Group Contract: An agreement between a managed care company and a subscribing group containing rates, performance covenants, relationships among parties, schedule of benefits, and other conditions. The term is generally limited to a 12-month period but may be renewed.
Health Maintenance Organization (HMO): Any organization that, through an organized system of health care, provides or assures delivery of an agreed-upon set of comprehensive health maintenance and treatment services for an enrolled group of persons for a prepaid fixed sum. Services usually include primary care, emergency care, acute hospital care, extended care and rehabilitation.
Federally Qualified HMO: To be considered a “Federally Qualified Health Maintenance Organization,” an HMO must meet the provisions of the HMO Act, P.L. 93-222, as amended, in Title XIII of the Public Health Service Act.
Group Model HMO: An HMO that contracts with a multispecialty medical group to provide services to HMO enrollees. The medical group is managed independently of the HMO. The medical group, not the HMO, contracts with physicians who are members and pays them directly. Payment from the medical group to the physicians is often on a salary or fee-for-service basis. The medical group is reimbursed by the HMO. Payment is usually on a capitation basis.
Independent Practice Association: (IPA) Model HMO. An HMO that contracts with individual fee-for-service physicians to provide services to HMO enrollees in the physician’s private offices. The HMO may contract directly with independent physicians or with groups of physicians. Physicians in IPAs are usually paid on either a discounted fee-for-service or a capitation basis. Discounts are often accompanied by withholds. (See Withholds at end of glossary).
Network Model HMO: An HMO that contracts with two or more independent group medical practices to provide services to HMO enrollees. Physicians are usually paid by the HMO on a capitation basis.
Staff Model HMO: An HMO that owns the clinical facilities where the enrolled population receives services. The staff model HMO employs physicians and pays them on a salaried basis.
Hybrid Model HMO: An HMO that combines elements of staff, group, and IPA models.
Managed Care Organization (MCO): A generic term that includes all forms of organizations that provide managed health care services, for example, HMO, PPO, CMP, EPO, DPO, PPA.

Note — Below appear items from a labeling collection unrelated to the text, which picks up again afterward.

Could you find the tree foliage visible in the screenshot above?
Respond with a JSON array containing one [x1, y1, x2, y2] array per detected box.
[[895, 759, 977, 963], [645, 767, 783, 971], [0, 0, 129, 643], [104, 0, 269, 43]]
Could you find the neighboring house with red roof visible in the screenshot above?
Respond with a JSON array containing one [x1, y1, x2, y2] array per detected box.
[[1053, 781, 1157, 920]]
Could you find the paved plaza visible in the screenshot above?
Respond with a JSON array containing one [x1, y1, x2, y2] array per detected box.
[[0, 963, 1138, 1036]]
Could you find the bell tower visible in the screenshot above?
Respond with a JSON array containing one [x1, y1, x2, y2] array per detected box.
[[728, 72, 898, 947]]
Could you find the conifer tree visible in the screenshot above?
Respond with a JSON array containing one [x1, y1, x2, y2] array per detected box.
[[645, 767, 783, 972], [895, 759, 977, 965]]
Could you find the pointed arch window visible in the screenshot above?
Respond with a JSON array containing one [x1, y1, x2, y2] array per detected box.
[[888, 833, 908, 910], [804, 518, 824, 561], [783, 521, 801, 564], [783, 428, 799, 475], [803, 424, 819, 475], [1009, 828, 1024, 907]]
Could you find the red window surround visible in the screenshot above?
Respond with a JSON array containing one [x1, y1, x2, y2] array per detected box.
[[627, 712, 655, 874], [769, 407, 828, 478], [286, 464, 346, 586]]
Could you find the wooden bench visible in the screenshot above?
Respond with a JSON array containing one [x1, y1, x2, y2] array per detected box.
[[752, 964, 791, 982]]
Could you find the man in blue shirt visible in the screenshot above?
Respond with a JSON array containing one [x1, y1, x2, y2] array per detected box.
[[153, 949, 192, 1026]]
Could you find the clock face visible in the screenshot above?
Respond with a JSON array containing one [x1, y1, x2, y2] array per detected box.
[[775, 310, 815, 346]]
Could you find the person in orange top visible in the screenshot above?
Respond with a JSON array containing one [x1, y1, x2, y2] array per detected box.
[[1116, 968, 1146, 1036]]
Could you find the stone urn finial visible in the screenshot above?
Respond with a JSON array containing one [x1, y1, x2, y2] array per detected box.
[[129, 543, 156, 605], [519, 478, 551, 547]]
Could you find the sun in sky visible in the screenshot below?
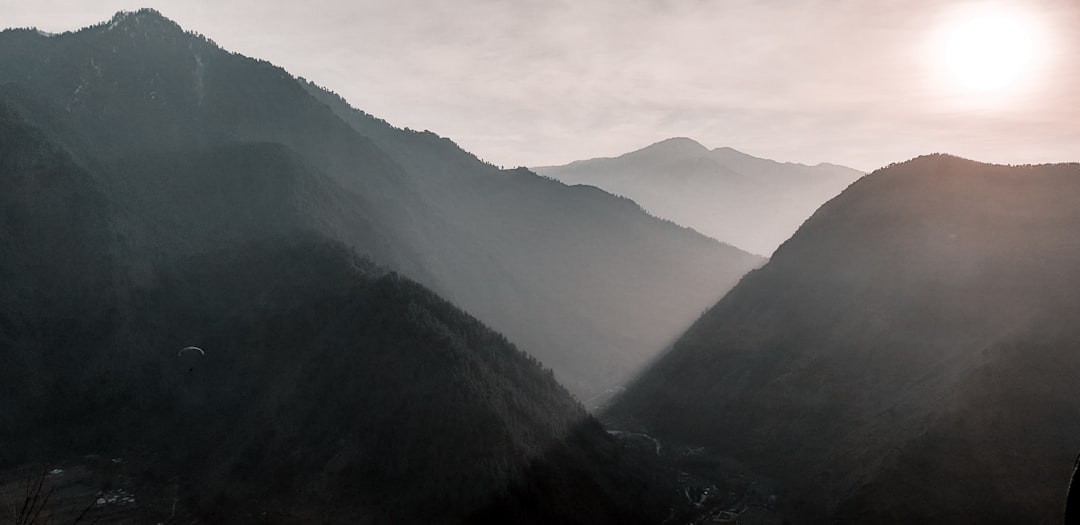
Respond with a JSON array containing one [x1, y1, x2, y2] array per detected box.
[[943, 12, 1036, 92]]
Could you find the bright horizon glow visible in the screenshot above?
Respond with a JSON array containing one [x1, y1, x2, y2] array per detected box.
[[945, 14, 1035, 92]]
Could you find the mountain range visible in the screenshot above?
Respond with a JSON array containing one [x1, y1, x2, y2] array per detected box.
[[0, 10, 764, 399], [534, 137, 863, 256], [609, 154, 1080, 523], [0, 10, 699, 523]]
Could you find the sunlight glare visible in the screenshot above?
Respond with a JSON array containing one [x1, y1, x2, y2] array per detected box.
[[945, 15, 1034, 91]]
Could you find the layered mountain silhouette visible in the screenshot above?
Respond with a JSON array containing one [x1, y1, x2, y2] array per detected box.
[[0, 10, 686, 523], [534, 137, 863, 256], [0, 10, 762, 399], [612, 154, 1080, 523]]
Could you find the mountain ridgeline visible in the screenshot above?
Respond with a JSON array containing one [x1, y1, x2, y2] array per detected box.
[[610, 154, 1080, 523], [0, 10, 764, 399], [0, 10, 682, 523], [535, 138, 863, 256]]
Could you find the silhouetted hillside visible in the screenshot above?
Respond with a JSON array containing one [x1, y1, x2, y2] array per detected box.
[[0, 11, 682, 524], [612, 154, 1080, 523], [0, 10, 761, 398], [536, 138, 862, 256]]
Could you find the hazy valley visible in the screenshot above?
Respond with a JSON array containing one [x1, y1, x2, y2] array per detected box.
[[0, 9, 1080, 525]]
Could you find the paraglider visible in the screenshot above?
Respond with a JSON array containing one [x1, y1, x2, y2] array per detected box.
[[176, 347, 206, 358]]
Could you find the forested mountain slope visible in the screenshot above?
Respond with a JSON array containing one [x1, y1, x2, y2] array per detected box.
[[0, 10, 761, 398], [0, 96, 666, 523], [611, 154, 1080, 523], [535, 137, 863, 256]]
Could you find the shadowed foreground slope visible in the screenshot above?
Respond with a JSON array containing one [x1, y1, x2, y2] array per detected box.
[[0, 92, 666, 524], [612, 154, 1080, 523], [0, 10, 762, 399]]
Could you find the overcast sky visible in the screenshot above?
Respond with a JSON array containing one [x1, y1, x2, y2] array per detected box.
[[0, 0, 1080, 171]]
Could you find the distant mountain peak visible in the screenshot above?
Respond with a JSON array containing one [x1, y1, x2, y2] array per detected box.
[[630, 137, 708, 154]]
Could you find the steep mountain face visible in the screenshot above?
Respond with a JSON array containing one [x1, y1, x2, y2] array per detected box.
[[535, 138, 862, 256], [0, 85, 666, 523], [307, 83, 764, 400], [611, 156, 1080, 523], [0, 10, 762, 399]]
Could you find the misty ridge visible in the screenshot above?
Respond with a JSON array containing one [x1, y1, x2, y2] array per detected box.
[[0, 9, 1080, 525]]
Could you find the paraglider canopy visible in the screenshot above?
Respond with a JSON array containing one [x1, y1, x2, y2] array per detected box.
[[176, 347, 206, 358]]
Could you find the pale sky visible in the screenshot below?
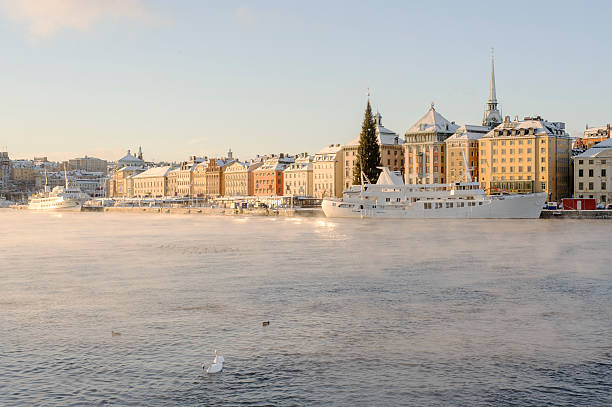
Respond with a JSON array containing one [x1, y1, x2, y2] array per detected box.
[[0, 0, 612, 161]]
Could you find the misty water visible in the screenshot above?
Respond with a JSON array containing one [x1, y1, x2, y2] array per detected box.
[[0, 210, 612, 406]]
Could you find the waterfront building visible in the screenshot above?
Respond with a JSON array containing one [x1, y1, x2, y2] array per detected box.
[[206, 158, 234, 197], [312, 144, 344, 198], [0, 151, 12, 190], [68, 156, 108, 175], [176, 155, 204, 196], [444, 124, 490, 183], [10, 160, 43, 192], [283, 153, 313, 196], [573, 138, 612, 205], [403, 102, 459, 184], [253, 153, 294, 196], [108, 165, 145, 198], [132, 166, 171, 198], [478, 116, 572, 201], [224, 161, 263, 196], [343, 112, 404, 188], [166, 168, 181, 196], [482, 54, 502, 129], [193, 161, 208, 197], [117, 150, 145, 169], [574, 124, 612, 150]]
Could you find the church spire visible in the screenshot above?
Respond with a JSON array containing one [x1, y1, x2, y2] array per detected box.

Medical Director: Physician responsible for bridging health care delivery with management and administration. Major responsibilities include maintaining a provider network, utilization review, and quality assurance. Performance Bonus: Offered to providers in addition to capitation amounts, salaries, or fees, on the basis of the physician’s performance in meeting the managed care organization’s targets for controlled utilization and cost. Prior authorization: A method of monitoring and controlling utilization by evaluating the need for medical service prior to its being performed.

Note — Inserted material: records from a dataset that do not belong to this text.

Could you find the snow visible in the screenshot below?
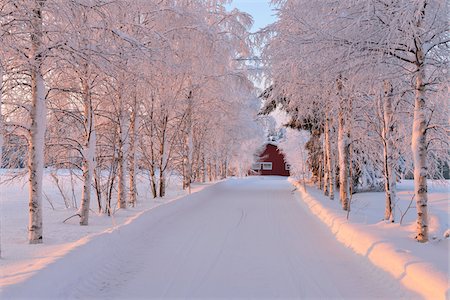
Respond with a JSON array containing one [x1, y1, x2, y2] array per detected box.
[[291, 180, 450, 299], [0, 169, 213, 291], [2, 177, 417, 299]]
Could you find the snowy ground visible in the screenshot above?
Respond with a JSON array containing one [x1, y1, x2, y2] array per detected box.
[[3, 177, 418, 299], [296, 180, 450, 299], [0, 169, 214, 291]]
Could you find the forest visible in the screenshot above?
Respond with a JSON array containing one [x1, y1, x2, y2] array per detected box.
[[0, 0, 450, 244], [0, 0, 263, 244]]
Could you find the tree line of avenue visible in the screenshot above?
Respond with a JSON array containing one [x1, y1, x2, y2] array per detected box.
[[260, 0, 450, 242], [0, 0, 449, 248], [0, 0, 264, 244]]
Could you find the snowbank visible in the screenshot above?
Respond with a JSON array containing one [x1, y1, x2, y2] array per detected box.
[[0, 169, 211, 292], [290, 179, 450, 299]]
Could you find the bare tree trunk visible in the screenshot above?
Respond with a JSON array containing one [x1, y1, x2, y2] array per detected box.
[[0, 61, 4, 254], [183, 91, 193, 194], [80, 74, 96, 225], [338, 82, 350, 210], [117, 91, 127, 209], [28, 1, 46, 244], [324, 113, 334, 199], [129, 94, 139, 207], [382, 81, 397, 222], [411, 60, 428, 243], [322, 132, 329, 196], [411, 5, 428, 243]]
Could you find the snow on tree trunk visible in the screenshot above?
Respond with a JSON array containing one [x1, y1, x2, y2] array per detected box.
[[28, 1, 46, 244], [117, 107, 127, 209], [324, 112, 334, 200], [0, 62, 4, 168], [159, 127, 168, 197], [80, 74, 96, 226], [129, 94, 139, 207], [382, 81, 397, 222], [183, 91, 193, 193], [411, 59, 428, 242]]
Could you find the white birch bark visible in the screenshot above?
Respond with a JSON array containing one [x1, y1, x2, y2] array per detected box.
[[80, 73, 96, 226], [129, 95, 139, 207], [0, 62, 5, 168], [411, 53, 428, 242], [324, 112, 334, 200], [28, 1, 46, 244], [183, 92, 194, 194], [382, 81, 397, 222], [159, 123, 168, 197], [338, 82, 350, 210], [117, 107, 127, 209], [0, 61, 4, 253], [411, 1, 428, 243]]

Preferred Provider Organization (PPO): A PPO is an entity through which employer health benefit plans and health insurance carriers contract to purchase health care services for covered beneficiaries from a selected group of participating providers. Unlike typical HMO coverage, PPO coverage permits members to use non-participating providers. Some PPOs require providers to share in the financial risk. Others employ the gatekeeping concept.
Withholds: The portion of the monthly capitation payments to physicians withheld by an HMO until a year-end review of utilization norms. A physician who exceeds utilization norms does not receive the withheld amount. The withhold can cover all services or be specific to hospital care, laboratory usage, or specialty referrals.
A. Leone, Managed Care: Avoiding the Pitfalls, Chironian, Vol. 112 at 6 (1995).